Saint-Jacques se rapproche. Je me souviens assez bien de ces derniers kilomètres, que j'ai donc emprunté il y a trois ans. Une discussion rapide avec un pèlerin espagnol qui s'inquiète de savoir si il y a bien un refuge à Monte d'El Gozzo, je lui confirme. Puis me voilà seul avec mes pensées, que je laisse dériver, au sommet de la colline en question.
Il y a trois ans, il faisait plus chaud, j'avais fait une petite pause à cet endroit, avant de descendre vers la ville. Quelles étaient mes pensées à ce moment-là ? ...Sans doute, comme aujourd'hui, la joie d'arriver mêlée à celle de la fin du voyage, mais le contexte était tout de même différent pour moi. C'était la fin sans l'être tout à fait, c'était un voyage presque initiatique, et j'étais parti dans des conditions d'esprit différentes.
Il s'en est tout de même passé des choses, dans ma vie depuis trois ans. Les "grands chemins" y ont pris une place importante, toujours en quête, toujours à l'oeuvre de mes pas et de ma recherche personnelle, toujours la même soif de liberté aussi et de grands espaces. Des découvertes, des rencontres, des déceptions aussi. Mes pensées se portent aussi un an plus tôt, lorsque j'arrivais aussi, par le sud, au pied de la grande cathédrale. J'étais également heureux après un beau voyage, sur la Via de la Plata et à travers une Espagne profonde et depaysante.
Ce beau camino del Norte fut sans doute plus serein. Les beaux événements de ma vie y ont très largement contribué. Si les soucis professionnels et les finances trop basses m'avaient laissé en paix, je crois que je n'aurai vraiment, malgré l'éloignement et les difficultés physiques, que de très bons souvenirs de ce chemin océanique.

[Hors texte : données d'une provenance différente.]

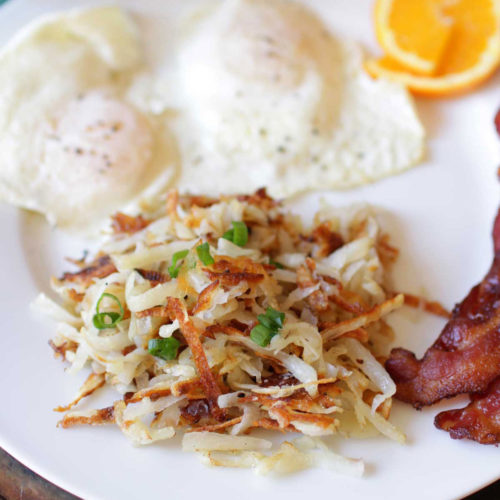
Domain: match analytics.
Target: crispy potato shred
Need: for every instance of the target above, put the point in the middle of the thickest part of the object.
(319, 375)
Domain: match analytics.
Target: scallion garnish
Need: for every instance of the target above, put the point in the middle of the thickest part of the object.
(164, 348)
(269, 325)
(203, 252)
(100, 318)
(173, 270)
(238, 234)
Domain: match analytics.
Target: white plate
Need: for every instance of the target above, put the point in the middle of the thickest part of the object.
(441, 220)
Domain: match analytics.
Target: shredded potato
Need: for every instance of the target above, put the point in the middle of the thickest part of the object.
(318, 370)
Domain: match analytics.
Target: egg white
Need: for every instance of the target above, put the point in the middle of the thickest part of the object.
(269, 97)
(73, 147)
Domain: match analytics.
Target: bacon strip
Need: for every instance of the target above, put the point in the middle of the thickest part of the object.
(100, 268)
(466, 356)
(480, 420)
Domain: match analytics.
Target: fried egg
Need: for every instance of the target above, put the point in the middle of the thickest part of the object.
(271, 98)
(73, 147)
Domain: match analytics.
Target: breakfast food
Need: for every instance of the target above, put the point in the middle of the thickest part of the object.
(480, 420)
(220, 316)
(300, 113)
(73, 147)
(464, 359)
(437, 47)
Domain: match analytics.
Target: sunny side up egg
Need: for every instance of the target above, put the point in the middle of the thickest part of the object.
(271, 98)
(72, 147)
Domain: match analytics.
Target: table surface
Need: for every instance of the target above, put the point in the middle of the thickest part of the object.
(17, 482)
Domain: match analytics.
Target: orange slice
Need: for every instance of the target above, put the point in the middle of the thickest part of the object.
(471, 53)
(398, 26)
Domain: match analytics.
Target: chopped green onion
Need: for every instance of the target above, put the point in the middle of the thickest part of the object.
(269, 325)
(262, 335)
(173, 270)
(164, 348)
(203, 252)
(275, 316)
(238, 234)
(99, 319)
(277, 265)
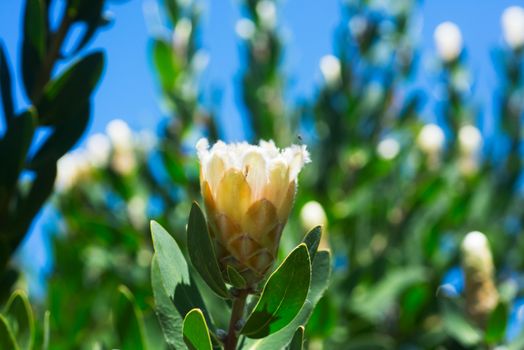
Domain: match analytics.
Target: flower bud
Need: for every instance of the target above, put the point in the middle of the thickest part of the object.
(431, 139)
(448, 41)
(98, 148)
(248, 193)
(513, 26)
(71, 168)
(313, 214)
(331, 70)
(481, 294)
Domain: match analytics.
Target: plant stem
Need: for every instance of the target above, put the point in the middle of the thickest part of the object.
(239, 303)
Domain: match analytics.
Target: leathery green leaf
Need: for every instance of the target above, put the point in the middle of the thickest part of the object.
(168, 316)
(128, 321)
(7, 339)
(497, 322)
(282, 297)
(174, 273)
(201, 252)
(20, 316)
(312, 240)
(320, 274)
(196, 333)
(298, 339)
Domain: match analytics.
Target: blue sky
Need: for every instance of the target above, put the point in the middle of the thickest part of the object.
(128, 89)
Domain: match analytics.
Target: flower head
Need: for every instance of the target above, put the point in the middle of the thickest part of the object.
(248, 192)
(431, 138)
(448, 41)
(513, 26)
(477, 261)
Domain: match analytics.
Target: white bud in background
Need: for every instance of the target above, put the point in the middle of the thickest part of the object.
(470, 143)
(136, 209)
(513, 26)
(388, 148)
(98, 148)
(70, 168)
(448, 41)
(267, 12)
(245, 28)
(431, 139)
(120, 134)
(477, 261)
(331, 70)
(470, 139)
(312, 214)
(182, 33)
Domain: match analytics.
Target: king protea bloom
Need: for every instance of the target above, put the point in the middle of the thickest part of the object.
(248, 193)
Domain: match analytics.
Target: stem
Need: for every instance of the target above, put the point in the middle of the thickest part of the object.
(53, 54)
(239, 303)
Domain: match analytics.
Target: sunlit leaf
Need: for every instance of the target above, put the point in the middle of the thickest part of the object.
(196, 333)
(20, 316)
(168, 316)
(320, 275)
(128, 320)
(282, 297)
(7, 339)
(202, 253)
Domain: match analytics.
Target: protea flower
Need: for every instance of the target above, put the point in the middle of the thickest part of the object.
(477, 261)
(248, 193)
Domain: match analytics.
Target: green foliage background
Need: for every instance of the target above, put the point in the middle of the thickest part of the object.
(396, 224)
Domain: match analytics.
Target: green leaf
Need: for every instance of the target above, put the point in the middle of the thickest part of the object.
(201, 252)
(33, 44)
(320, 274)
(312, 240)
(282, 297)
(128, 321)
(298, 340)
(64, 95)
(497, 323)
(13, 149)
(164, 61)
(196, 333)
(174, 273)
(235, 278)
(20, 316)
(323, 319)
(459, 328)
(7, 339)
(374, 303)
(46, 330)
(64, 136)
(168, 316)
(5, 87)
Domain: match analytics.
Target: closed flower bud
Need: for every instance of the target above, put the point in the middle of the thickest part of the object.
(448, 41)
(477, 261)
(248, 194)
(431, 139)
(331, 70)
(513, 26)
(312, 214)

Je suis tout de même heureux d'arriver encore une fois sur la place de la cathédrale de Santiago, au son de la musique celte. Il ne pleut plus. Mes pensées vont bien sûr, à ma famille, mes bons parents, mon frère à qui j'ai beaucoup pensé pendant ces journées de marche. A tous ceux qui m'ont suivi, et encouragé. J'aime partagé mes voyages et une part de mes émotions, et ces marques d'attention me touchent vraiment. Une pensée spéciale pour Malek, un ami qui m'a envoyé un touchant message ce matin et à qui je dédie cette dernière étape. Et enfin, bien sûr, j'ai plein de pensée pour celle qui enchante mon quotidien depuis quelques jolis mois...
Il est temps de redevenir un touriste pour flâner dans les rues de la vieille ville.